Dieser gängigen Praxis ist letztens unter beachtlicher Aufmerksamkeit der Fachkreise in verschiedenen Entscheidungen des Amtsgerichtes Frankfurt zu sog. „Filesharing“-Fällen einschränkend entgegengetreten: Nur dort, wo sich der behauptete Rechtsverstoß in dem konkreten Verhältnis der Prozessparteien bestimmungsgemäß habe auswirken können, sei ein besonderer, deliktischer Gerichtsstand eröffnet.

Bei Filesharing-Fällen sei diese Sachnähe – so das Amtsgericht – aber nur an dem Ort gegeben, wo das Download-Angebot bereitgehalten wird, aber z. B. nicht, wo die Klägerin „ihre Ermittlungen“ betreibe (vorliegend also in Frankfurt a. M.). Das Amtsgericht grenzte dabei die Filesharing-Angebote von anderen Online-Angeboten im Internet ab: Bei Filesharing-Angeboten habe der Verletzer keinen Einfluss auf deren Verbreitung und könne den Adressatenkreis nicht begrenzen. Bei Internetseiten im World Wide Web hingegen habe der Anbieter Einfluss auf die Sprache des Angebots, die gegebenen Inhalte, die technische Abrufbarkeit mit den verschiedenen Browserprogrammen sowie durch Versandbeschränkungen. Die technischen Besonderheiten des Filesharing-Angebots würden es nicht rechtfertigen, den Beklagten den Nachteilen einer unbeschränkten Gerichtswahl auszusetzen (im Gegensatz zum sog.
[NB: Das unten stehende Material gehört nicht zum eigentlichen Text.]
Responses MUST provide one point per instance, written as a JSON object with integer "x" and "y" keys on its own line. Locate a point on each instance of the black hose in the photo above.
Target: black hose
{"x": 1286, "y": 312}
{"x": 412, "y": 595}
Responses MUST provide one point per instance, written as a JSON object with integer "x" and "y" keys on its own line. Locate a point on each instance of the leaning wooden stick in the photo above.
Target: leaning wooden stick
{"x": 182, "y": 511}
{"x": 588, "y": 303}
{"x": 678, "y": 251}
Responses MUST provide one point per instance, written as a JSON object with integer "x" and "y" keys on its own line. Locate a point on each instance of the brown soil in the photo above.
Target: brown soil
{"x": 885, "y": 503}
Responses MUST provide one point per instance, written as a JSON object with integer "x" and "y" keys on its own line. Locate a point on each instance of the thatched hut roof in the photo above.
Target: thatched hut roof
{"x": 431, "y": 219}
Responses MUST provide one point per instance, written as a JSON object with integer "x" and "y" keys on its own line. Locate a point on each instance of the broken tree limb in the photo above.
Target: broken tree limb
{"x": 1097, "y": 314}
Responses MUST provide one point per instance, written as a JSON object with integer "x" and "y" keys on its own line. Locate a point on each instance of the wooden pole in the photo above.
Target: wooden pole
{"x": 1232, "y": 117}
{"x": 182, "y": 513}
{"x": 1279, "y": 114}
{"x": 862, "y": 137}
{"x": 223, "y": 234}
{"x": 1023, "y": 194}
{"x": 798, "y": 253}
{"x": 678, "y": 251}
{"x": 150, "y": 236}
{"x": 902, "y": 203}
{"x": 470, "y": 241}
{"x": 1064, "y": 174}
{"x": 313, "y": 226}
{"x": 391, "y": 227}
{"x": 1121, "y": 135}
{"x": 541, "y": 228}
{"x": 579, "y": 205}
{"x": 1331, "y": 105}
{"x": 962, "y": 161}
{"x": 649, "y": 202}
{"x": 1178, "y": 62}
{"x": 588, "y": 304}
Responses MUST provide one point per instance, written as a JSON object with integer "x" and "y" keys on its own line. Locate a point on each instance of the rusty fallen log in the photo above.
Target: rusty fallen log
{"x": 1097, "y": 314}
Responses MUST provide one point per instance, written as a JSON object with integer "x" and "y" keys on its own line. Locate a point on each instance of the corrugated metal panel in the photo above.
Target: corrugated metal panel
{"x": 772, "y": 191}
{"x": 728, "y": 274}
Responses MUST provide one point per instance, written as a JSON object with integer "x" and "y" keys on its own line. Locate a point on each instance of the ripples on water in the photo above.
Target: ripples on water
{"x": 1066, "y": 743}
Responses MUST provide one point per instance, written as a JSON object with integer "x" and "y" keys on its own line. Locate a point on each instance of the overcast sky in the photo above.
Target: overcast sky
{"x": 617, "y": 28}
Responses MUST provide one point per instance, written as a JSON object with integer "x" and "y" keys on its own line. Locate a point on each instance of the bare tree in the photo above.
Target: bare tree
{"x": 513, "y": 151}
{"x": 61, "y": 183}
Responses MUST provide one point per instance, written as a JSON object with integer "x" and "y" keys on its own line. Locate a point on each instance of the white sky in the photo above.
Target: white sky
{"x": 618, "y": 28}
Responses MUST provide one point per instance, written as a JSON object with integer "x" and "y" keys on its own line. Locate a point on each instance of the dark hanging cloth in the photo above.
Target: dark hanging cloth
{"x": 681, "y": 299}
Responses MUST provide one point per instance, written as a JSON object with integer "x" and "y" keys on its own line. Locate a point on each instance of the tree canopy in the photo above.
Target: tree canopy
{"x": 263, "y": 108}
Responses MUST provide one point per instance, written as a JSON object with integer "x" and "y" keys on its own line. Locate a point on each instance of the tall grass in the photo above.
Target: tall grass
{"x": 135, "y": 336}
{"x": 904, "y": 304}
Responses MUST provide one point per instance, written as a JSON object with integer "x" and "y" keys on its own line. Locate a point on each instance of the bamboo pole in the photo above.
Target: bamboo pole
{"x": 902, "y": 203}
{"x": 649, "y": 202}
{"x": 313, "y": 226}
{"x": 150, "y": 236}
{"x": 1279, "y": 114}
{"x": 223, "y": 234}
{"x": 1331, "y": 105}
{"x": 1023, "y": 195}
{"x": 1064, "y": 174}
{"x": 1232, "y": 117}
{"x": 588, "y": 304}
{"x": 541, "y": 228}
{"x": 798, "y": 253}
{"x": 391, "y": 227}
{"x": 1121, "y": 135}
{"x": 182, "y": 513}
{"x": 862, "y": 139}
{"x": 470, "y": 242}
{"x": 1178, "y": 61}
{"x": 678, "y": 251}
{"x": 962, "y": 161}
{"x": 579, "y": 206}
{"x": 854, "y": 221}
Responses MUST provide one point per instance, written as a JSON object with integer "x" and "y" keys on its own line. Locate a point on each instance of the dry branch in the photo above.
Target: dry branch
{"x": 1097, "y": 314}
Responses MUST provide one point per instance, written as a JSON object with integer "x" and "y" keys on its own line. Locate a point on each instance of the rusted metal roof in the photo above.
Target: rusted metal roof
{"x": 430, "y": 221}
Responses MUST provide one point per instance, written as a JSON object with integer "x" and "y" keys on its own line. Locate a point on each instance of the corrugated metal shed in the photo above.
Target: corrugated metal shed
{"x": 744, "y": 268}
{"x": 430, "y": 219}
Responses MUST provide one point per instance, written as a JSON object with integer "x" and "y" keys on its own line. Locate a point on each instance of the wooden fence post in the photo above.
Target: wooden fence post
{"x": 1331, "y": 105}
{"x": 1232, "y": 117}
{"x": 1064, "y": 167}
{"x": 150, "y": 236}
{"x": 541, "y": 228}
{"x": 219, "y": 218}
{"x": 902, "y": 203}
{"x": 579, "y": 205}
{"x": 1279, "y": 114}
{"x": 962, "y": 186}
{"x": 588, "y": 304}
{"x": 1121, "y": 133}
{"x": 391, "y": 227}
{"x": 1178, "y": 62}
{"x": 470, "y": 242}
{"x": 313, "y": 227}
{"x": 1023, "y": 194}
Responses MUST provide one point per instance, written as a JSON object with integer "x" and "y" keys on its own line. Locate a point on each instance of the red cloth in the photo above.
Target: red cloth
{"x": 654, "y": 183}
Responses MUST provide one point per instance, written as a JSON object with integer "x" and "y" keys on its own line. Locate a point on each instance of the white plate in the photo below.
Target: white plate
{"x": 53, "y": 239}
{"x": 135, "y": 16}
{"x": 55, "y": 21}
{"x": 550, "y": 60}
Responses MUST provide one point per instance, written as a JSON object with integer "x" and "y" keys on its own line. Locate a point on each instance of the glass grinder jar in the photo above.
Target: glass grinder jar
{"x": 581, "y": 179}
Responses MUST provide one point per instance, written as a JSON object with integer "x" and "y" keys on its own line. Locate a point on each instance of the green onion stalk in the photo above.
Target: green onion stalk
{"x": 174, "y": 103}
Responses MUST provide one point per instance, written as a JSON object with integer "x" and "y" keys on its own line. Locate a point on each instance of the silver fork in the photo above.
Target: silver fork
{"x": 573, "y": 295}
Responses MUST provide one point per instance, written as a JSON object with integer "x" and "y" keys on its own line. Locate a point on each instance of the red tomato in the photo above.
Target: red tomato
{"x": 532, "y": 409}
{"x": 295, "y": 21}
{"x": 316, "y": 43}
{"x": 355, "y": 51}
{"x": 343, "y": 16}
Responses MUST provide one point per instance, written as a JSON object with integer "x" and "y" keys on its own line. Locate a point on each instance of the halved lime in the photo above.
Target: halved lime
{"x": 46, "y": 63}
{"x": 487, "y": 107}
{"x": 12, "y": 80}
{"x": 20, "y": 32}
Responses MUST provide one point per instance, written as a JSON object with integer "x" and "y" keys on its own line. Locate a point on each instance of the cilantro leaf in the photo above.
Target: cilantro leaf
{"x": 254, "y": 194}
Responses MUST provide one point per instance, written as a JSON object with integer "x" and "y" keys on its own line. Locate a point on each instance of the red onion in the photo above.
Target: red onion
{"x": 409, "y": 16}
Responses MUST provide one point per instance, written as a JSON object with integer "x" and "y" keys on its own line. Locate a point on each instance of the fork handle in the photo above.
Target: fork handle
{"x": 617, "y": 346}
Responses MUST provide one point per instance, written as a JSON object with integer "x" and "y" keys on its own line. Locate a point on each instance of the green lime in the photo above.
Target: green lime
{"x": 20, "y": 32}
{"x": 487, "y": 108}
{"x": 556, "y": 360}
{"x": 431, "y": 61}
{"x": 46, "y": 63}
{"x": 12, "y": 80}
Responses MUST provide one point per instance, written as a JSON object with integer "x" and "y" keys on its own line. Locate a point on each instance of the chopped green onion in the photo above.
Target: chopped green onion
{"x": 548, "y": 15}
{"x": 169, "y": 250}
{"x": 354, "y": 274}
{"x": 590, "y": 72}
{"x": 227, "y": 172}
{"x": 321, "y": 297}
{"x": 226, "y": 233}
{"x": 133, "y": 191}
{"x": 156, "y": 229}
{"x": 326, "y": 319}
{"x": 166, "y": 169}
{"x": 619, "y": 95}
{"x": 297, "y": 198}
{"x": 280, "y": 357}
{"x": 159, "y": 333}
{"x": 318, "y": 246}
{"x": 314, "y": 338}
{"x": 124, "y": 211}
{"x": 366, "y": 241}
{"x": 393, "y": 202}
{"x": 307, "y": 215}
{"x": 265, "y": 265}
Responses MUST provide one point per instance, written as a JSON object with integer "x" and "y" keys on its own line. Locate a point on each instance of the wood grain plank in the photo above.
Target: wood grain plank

Allgemeinen Gerichtsstand, also regelmäßig dem (Wohn-)Sitz des Beklagten).

Durch eine neuere Entscheidung des Landgerichtes Frankfurt a. M. (LG Frankfurt a. M., Urt. v. 18.07.2012, Az.: 2-06 S 3/12, als Berufungsinstanz in einem der vorbeschriebenen Fälle) wurde diese Auffassung nun korrigiert: Das LG Frankfurt stelle nämlich fest, dass die zitierte „bestimmungsgemäße Auswirkung“ anders als noch die Vorinstanz meinte, sehr wohl „überall“ in Deutschland, insbesondere auch in Frankfurt, vorliegen könne.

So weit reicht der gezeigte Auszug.